Urgent action is needed to reform the regulation of claims management companies (CMCs) to address widespread misconduct, the Association of British Insurers (ABI) has warned.
The parliamentary Justice Committee met on 16 January to discuss the government’s proposals to reform the personal injury system.
Proposals include raising the small claims limit to £5,000 for road accident injuries and £2,000 for other personal injuries, as well as transferring the regulation of CMCs to the Financial Conduct Authority (FCA).
In its written submission, the ABI pointed out that fears that the government’s reforms would see more claims handled by CMCs are already a reality.
“There is already significant CMC involvement in the personal injury sector. In 2017, there were 752 authorised PI CMCs—more than in any other claims sector (including PPI),” the ABI explained.
The 2015/16 independent review of claims management regulation, conducted by Carol Brady, recognised that financial links between CMCs and law firms still existed, despite the 2013 ban on the payment or receipt of referral fees between them for personal injury claims.
In its written submission, the ABI called for the UK government to follow Brady’s recommendation for the disclosure of the referral source for all claims.
The ABI said: “There is an urgent need to reform the regulation of CMCs to address the ‘widespread misconduct’ identified by Brady in her review. The Financial Guidance and Claims Bill, currently being debated in Parliament, will transfer the regulation of CMCs from the [Ministry of Justice] MoJ’s Claims Management Regulatory Unit (CMRU) to the FCA.”

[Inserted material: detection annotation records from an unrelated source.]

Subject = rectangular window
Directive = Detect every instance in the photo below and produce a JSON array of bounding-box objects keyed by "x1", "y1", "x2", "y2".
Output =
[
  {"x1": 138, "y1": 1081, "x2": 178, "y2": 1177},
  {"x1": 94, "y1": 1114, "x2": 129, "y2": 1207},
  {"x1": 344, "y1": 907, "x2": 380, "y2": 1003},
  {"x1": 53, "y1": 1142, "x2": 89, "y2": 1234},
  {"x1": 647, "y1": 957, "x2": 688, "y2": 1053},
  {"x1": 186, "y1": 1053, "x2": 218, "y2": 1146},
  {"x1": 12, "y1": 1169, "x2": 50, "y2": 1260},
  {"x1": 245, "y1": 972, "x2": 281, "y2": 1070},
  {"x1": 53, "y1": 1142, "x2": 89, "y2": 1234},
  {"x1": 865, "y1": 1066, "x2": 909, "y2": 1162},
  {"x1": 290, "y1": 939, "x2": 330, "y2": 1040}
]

“This would allow the recommendations of Carol Brady’s independent review into claims management regulation to be implemented in full—including more rigorous authorisations and approved person’s regimes preventing unsuitable individuals from being authorised to establish a CMC.”
The FCA intends to proactively reauthorise every CMC, the ABI said, and its more sophisticated econometric analysis will be able to identify those whose focus is primarily on marketing or lead generation, and those who may seek to manage the entire cycle of a claim.

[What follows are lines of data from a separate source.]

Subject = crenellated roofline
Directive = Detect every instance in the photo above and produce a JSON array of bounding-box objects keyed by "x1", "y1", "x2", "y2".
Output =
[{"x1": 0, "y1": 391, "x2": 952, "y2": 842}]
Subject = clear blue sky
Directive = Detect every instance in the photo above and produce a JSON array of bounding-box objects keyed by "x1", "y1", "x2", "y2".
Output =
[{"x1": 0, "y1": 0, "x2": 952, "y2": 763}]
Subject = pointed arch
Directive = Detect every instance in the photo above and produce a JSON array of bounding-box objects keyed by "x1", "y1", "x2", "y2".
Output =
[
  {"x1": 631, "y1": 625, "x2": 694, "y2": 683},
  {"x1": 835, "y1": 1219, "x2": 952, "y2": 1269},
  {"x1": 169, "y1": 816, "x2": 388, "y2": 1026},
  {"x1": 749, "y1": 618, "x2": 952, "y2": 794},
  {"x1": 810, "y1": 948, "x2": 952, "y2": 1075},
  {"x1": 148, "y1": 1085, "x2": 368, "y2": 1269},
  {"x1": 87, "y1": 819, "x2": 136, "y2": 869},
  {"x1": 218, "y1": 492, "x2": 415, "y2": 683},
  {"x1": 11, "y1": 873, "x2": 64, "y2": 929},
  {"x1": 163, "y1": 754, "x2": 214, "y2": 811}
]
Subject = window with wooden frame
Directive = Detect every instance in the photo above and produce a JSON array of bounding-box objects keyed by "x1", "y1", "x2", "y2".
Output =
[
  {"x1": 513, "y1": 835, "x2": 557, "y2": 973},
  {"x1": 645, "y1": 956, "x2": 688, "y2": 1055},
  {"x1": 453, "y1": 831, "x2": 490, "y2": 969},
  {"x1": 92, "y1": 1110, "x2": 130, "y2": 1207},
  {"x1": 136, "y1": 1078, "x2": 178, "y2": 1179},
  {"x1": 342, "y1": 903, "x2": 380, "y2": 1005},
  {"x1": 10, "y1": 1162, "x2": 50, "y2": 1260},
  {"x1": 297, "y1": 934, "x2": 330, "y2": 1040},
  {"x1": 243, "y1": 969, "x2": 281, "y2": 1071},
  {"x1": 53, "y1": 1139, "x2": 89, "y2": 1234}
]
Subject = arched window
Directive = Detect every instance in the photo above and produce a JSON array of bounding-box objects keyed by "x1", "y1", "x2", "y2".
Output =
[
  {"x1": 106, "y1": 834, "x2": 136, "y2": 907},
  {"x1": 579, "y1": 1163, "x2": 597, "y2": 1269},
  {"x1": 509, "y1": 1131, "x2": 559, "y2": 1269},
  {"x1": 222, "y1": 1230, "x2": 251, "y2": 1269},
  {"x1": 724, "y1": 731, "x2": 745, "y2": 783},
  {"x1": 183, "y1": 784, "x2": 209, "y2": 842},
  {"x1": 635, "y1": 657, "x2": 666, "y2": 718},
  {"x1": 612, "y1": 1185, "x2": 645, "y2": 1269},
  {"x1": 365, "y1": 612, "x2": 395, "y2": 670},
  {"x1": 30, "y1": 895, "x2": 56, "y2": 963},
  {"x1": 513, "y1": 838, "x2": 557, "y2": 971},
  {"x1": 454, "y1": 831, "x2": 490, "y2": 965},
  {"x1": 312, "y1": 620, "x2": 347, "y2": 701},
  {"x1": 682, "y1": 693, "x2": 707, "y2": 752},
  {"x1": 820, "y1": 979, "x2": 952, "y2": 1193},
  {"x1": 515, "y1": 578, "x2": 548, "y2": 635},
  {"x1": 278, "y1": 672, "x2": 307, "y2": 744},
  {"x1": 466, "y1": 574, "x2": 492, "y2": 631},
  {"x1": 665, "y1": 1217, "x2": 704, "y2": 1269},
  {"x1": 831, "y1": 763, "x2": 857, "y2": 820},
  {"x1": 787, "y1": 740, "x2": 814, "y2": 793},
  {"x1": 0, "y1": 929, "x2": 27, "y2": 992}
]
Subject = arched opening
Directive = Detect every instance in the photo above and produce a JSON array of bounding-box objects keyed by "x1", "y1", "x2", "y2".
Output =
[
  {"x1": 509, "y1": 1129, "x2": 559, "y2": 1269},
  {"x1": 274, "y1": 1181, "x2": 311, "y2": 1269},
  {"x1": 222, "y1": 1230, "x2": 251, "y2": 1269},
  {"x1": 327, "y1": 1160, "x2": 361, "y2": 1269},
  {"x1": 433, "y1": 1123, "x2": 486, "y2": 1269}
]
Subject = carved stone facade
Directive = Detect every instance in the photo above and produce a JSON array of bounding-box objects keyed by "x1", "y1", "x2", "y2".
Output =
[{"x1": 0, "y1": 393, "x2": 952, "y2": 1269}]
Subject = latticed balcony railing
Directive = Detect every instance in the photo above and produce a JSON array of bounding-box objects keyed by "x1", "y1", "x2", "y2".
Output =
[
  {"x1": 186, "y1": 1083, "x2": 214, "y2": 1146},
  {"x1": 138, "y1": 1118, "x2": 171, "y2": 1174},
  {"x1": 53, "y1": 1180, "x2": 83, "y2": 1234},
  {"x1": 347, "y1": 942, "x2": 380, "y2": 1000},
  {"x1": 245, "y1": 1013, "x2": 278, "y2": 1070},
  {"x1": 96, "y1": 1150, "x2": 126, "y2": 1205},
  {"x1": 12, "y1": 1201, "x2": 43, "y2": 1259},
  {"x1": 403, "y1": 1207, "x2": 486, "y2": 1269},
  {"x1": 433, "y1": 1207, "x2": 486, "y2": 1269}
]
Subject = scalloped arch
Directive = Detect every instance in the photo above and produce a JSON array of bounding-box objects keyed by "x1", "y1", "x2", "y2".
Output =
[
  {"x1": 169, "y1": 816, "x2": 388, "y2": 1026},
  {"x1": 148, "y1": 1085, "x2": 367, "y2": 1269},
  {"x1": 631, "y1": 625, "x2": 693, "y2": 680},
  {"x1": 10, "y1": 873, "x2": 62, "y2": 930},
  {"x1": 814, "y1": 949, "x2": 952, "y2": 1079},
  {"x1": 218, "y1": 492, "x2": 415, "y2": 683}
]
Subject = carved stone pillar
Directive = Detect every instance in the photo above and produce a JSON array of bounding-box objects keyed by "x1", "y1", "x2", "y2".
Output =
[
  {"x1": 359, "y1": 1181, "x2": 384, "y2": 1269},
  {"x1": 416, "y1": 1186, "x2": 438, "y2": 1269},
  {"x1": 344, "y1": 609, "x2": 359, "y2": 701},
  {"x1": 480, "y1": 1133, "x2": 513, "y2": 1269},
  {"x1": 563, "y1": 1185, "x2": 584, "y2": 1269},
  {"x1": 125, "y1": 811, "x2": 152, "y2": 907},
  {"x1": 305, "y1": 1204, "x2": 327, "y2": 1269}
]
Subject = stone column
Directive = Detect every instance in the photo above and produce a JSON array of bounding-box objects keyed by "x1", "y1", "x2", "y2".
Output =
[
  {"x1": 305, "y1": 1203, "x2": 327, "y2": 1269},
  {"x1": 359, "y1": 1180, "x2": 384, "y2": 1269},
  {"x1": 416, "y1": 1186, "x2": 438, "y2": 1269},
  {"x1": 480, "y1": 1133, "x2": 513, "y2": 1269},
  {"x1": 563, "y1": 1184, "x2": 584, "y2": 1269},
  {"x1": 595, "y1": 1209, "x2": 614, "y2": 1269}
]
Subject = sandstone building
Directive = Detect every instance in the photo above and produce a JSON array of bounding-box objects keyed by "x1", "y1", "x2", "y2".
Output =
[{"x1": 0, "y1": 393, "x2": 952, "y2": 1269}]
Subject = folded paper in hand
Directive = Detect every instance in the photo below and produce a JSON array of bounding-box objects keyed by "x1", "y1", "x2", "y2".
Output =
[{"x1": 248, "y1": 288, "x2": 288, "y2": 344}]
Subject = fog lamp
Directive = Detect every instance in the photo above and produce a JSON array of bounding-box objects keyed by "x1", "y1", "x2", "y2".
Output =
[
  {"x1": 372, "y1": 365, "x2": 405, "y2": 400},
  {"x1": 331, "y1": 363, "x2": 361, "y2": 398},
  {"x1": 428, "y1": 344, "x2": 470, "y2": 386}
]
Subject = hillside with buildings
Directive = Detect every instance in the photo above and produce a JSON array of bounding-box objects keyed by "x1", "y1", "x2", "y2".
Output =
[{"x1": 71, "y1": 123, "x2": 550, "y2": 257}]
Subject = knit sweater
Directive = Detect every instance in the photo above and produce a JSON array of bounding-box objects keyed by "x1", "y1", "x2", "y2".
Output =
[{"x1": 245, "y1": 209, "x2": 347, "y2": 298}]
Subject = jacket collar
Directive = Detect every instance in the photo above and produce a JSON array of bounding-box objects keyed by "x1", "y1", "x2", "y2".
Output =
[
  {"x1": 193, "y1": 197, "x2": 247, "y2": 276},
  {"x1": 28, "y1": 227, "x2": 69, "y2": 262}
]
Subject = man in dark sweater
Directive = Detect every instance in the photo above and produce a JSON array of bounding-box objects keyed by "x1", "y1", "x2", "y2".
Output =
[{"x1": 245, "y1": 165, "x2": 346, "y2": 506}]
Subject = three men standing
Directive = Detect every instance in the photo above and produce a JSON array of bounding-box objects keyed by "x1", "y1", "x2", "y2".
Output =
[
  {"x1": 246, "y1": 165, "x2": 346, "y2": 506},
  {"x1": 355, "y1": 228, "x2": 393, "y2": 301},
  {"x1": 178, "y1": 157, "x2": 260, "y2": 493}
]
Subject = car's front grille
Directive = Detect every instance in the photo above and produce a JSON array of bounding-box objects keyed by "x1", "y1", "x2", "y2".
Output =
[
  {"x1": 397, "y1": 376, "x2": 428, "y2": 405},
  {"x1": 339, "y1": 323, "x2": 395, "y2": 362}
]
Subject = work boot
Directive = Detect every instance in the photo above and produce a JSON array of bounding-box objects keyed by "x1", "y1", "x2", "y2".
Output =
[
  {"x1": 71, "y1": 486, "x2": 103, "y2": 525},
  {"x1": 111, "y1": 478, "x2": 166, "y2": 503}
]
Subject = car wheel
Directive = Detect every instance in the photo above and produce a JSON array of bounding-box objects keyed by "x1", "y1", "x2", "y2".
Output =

“This will ensure that those firms most likely to be directly involved in claims being taken through the SCT [Small Claims Track] can be identified and be subject to appropriate regulatory supervision.”
The ABI concluded: “The insurance industry is confident that the FCA’s more robust regulatory regime will ensure consumers are given more information about the services a CMC offers and more transparency about the fee structure.”
“Under this new regime, claimants will be better able to determine if a CMC is offering value-for-money. It is therefore important that the reforms to the SCT are implemented in parallel with the reform of CMC regulation.”